Balance between safety and speed configuration ?

I installed the Comodo Firewall ( without defense + )

If i open my firewall then click behaviour settings > advanced , you see ,

  • Protect ARP Cache
  • Block gratuitous ARP - Packets
  • Protocol Analyse
  • Monitor NDIS protocols different then TCP/IP

i translate it from netherlands to english , i live in netherlands.

What do you enable of those 4 things , and what is overkill and slows down your pc ?

The determination of whether to enable these options will, to some extent, depend upon your environment and the perceived level of risk. As is the case with any attempt to manipulate packets, there will likely be a trade off between usability/performance and security.

For the ARP options, you should first consider the nature of the protocol. ARP is a broadcast based protocol, which means it will be contained by routers. If you have a router between you and the Internet, then enabling these options will not provide much benefit. Likewise, if you perceive a risk of ARP poisoning between you and the first router of your ISP, then you may consider these as useful additions.

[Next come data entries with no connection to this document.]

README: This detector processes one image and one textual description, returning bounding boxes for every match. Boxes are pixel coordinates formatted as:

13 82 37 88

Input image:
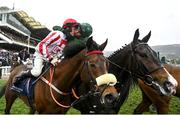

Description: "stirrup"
10 85 23 93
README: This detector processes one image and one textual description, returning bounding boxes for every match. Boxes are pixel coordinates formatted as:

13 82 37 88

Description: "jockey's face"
70 25 81 38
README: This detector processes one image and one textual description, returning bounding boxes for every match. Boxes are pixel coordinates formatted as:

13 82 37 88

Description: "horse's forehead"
89 54 106 62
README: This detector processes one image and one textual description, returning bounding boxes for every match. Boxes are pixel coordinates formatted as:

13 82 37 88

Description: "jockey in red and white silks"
31 31 67 77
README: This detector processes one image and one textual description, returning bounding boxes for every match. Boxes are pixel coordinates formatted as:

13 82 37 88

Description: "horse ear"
99 39 108 51
142 31 151 43
86 36 93 48
133 29 139 44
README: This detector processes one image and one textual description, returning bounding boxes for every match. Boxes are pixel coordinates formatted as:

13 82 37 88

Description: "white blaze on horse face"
96 74 117 86
164 68 178 88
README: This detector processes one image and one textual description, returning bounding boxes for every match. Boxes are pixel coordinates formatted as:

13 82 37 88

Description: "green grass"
0 80 180 114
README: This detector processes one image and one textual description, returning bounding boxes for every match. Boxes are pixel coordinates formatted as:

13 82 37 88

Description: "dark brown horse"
134 64 180 114
70 29 177 113
0 38 118 113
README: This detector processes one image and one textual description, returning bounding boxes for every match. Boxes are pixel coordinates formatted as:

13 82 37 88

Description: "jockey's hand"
51 58 60 66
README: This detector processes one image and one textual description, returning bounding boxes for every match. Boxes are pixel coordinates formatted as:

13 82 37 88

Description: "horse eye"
139 53 148 58
89 63 96 67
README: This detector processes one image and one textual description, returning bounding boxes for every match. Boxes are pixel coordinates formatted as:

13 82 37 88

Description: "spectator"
18 48 30 64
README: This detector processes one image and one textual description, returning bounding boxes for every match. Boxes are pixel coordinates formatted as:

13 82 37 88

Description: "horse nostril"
104 94 115 104
164 81 173 92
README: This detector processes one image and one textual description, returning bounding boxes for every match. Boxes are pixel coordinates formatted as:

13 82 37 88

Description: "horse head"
75 38 118 113
57 37 118 113
108 29 177 113
130 29 177 96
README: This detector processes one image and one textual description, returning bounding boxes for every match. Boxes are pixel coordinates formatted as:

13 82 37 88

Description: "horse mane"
63 42 86 58
63 40 100 59
107 44 137 110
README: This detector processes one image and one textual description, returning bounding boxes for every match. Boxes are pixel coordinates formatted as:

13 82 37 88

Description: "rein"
45 50 103 108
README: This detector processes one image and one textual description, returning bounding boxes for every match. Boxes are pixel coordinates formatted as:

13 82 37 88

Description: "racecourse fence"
0 64 180 79
0 66 11 79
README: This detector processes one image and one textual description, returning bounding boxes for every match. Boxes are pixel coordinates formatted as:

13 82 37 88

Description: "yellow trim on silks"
96 73 117 86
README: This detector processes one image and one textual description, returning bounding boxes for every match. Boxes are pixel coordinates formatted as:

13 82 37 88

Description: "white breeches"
31 52 44 77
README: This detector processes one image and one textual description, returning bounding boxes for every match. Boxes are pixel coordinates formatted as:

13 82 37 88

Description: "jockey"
12 18 88 88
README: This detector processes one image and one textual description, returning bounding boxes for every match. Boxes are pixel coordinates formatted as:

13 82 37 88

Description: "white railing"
0 66 11 79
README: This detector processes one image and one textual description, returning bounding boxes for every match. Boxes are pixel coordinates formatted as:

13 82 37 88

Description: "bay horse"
69 29 177 113
0 37 118 114
134 64 180 114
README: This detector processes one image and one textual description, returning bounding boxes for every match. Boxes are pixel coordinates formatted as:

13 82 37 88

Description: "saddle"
11 62 50 105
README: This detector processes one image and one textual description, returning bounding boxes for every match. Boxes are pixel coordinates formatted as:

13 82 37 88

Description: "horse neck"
54 50 85 91
108 49 134 71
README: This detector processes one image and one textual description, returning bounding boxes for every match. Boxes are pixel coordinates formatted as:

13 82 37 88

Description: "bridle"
46 50 110 108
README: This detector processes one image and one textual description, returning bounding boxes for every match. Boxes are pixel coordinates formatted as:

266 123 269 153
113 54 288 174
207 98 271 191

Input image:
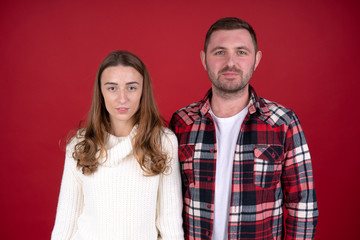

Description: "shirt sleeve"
282 114 318 239
156 131 184 240
51 144 83 240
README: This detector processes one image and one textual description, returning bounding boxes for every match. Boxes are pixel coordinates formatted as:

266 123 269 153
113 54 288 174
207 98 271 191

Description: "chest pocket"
254 145 284 188
179 144 195 191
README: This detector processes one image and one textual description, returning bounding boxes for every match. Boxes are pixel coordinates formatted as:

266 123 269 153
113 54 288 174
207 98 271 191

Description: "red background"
0 0 360 240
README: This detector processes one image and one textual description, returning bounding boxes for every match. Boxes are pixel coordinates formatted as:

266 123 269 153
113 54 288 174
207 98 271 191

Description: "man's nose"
226 54 235 67
117 90 128 104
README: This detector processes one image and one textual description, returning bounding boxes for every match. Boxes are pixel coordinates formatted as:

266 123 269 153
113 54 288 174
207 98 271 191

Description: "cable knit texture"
51 127 184 240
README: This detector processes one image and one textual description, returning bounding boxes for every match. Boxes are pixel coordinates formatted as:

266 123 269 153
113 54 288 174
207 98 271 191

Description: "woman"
52 51 184 240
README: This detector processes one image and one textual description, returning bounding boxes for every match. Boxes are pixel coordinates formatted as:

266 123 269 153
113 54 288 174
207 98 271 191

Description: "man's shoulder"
171 101 202 125
261 98 296 125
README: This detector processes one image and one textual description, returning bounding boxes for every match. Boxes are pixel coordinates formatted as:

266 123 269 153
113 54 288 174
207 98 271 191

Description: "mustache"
219 66 241 74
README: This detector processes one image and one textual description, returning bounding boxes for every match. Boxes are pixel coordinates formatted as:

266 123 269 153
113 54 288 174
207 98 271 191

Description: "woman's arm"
156 129 184 240
51 144 84 240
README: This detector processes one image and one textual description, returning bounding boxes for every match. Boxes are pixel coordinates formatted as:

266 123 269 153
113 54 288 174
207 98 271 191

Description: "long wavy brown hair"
72 51 167 176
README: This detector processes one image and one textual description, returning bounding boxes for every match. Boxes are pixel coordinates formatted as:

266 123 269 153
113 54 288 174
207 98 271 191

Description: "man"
170 18 318 240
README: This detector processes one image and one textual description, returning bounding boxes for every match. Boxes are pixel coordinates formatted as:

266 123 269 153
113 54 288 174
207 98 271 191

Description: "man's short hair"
204 17 258 53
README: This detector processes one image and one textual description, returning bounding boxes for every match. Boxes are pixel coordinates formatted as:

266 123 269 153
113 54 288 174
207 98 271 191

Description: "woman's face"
100 65 143 132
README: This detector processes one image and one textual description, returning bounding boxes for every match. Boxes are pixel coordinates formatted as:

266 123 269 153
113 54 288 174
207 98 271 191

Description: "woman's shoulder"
66 129 85 155
161 127 178 149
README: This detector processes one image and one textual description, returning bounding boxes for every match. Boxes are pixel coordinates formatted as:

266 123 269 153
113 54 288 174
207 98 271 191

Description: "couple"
52 18 318 240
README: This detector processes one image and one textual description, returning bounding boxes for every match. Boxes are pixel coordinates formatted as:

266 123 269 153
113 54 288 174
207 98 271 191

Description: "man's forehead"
209 29 254 50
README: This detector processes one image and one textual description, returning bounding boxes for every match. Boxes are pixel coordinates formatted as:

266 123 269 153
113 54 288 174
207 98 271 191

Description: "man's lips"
221 72 239 77
115 107 129 113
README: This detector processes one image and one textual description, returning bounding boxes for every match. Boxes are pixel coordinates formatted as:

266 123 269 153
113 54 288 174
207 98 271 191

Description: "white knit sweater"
51 127 184 240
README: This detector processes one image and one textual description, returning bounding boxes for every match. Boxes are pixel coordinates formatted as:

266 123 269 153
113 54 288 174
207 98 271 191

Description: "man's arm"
281 114 318 239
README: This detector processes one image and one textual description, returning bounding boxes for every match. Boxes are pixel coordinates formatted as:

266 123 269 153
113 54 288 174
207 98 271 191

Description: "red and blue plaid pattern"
170 86 318 240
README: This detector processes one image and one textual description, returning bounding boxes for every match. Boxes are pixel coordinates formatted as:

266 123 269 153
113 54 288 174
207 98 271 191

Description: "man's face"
201 29 261 94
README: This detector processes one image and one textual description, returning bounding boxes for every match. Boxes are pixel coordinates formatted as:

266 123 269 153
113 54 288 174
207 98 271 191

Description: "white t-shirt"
210 107 248 240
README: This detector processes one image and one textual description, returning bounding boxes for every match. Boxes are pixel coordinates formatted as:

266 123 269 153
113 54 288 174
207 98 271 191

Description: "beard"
208 66 254 94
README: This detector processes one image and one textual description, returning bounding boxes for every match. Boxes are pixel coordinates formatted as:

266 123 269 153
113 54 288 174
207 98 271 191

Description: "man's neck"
210 85 249 118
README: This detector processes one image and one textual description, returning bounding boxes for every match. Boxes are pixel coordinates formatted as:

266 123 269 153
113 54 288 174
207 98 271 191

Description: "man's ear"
254 51 262 71
200 50 207 71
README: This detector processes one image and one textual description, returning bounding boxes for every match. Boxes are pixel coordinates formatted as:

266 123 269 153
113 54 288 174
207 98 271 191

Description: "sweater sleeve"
51 144 83 240
156 130 184 240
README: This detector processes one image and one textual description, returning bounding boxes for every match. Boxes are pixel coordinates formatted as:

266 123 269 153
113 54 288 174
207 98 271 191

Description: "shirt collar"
189 85 271 116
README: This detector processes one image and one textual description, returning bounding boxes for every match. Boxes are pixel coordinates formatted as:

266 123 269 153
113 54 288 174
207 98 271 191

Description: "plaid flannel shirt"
170 86 318 240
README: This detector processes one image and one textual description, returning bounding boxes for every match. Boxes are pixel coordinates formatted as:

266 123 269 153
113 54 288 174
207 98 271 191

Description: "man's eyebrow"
236 46 251 52
104 82 118 85
126 82 140 85
210 46 226 53
210 46 251 53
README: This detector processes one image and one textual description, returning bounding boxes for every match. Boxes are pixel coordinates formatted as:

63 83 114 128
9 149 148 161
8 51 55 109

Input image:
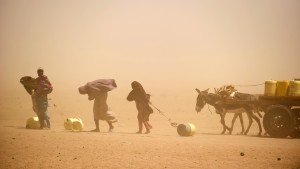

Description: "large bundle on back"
78 79 117 100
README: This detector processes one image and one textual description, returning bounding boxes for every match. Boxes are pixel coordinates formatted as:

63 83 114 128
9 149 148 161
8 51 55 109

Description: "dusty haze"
0 0 300 168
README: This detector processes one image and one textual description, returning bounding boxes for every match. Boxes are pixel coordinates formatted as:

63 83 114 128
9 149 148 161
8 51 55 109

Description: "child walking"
127 81 153 134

Protocol analysis is potentially useful, but I’d advise against enabling this option on a permanent basis. Essentially, protocol analysis is a primitive form of Intrusion Detection (I’m uncertain at which layers the CIS implementation works) This means that every packet will be examined to determine if there are any irregularities. Some have found that enabling this option can cause certain applications to work incorrectly.

NDIS is a specification that allows a variety of protocols to run concurrently over the same Network Interface card, for example you are more than likely running TCP/IP over Ethernet, but there other options, such as Token Ring or FDDI, ATM and others. If you wished to monitor these other protocols or suspected such were running on your network, you may wish to enable this option.

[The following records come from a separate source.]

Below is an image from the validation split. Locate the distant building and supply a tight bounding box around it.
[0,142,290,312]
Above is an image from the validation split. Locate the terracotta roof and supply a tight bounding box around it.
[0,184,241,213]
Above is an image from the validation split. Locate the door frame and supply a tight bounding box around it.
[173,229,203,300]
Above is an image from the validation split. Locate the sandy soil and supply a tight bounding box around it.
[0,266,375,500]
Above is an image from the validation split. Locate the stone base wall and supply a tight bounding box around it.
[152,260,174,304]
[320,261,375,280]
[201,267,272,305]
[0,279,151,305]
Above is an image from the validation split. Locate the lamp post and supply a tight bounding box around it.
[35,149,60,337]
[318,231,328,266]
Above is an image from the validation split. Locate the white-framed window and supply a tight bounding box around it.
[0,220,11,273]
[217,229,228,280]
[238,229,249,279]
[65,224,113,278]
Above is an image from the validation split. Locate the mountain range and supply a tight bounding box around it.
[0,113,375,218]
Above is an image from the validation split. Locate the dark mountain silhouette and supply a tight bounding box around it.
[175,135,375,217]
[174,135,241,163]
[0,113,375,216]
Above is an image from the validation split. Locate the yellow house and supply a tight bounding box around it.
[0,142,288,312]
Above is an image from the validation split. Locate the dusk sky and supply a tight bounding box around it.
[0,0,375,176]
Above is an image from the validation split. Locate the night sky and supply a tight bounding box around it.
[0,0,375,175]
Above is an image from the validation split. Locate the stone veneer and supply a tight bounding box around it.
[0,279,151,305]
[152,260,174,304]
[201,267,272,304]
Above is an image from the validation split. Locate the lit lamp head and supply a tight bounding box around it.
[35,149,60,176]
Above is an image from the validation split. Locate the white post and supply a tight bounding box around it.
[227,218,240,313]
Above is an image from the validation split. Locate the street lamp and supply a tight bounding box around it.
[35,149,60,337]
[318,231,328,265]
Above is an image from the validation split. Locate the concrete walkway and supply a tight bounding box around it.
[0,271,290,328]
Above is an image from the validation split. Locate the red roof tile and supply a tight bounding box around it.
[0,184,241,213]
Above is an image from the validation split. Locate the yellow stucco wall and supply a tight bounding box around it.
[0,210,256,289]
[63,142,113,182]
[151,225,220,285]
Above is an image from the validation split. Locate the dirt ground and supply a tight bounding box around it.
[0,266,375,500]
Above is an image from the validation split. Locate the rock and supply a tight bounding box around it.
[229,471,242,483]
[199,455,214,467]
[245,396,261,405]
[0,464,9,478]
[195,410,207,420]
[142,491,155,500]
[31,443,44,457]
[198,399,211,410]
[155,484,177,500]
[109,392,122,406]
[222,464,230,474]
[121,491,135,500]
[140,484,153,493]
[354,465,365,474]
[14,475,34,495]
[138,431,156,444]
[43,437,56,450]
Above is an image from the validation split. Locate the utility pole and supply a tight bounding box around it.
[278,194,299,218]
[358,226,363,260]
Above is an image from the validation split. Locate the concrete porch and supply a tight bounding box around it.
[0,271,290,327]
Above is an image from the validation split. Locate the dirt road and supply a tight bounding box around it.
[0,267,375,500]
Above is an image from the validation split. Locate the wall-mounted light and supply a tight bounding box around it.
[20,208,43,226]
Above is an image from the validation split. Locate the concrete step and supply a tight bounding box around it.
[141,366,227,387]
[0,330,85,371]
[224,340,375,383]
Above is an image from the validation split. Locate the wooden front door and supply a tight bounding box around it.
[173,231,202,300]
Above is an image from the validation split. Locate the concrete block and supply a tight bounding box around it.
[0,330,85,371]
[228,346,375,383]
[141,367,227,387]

Personally, unless you have very specific reasons for doing so, I’d leave the default settings on this tab as they are.


It occurred to me that I should mention something about fragmentation, even though you didn’t ask, it is one of the options.

Fragmentation is an integral part of Internet communication, this is why we have Path MTU and ICMP Type 3 code 4 (fragmentation needed and Don’t fragment) Essentially, when a packet is sent from point A to point B, there is a strong likelihood the packet will traverse one or more routers. When the packet reaches any given router it must be determined if the packet can be forwarded. One of the considerations is the size of the packet. If it’s to large it will be dropped and the router will send an ICMP message to the originator. Essentially this instructs the sender to reduce the assumed MTU size for all future packets on that route.

Once again, if you have a router, you can forget uncheck this box. Also, others have reported issues when this is enabled, with certain types of application.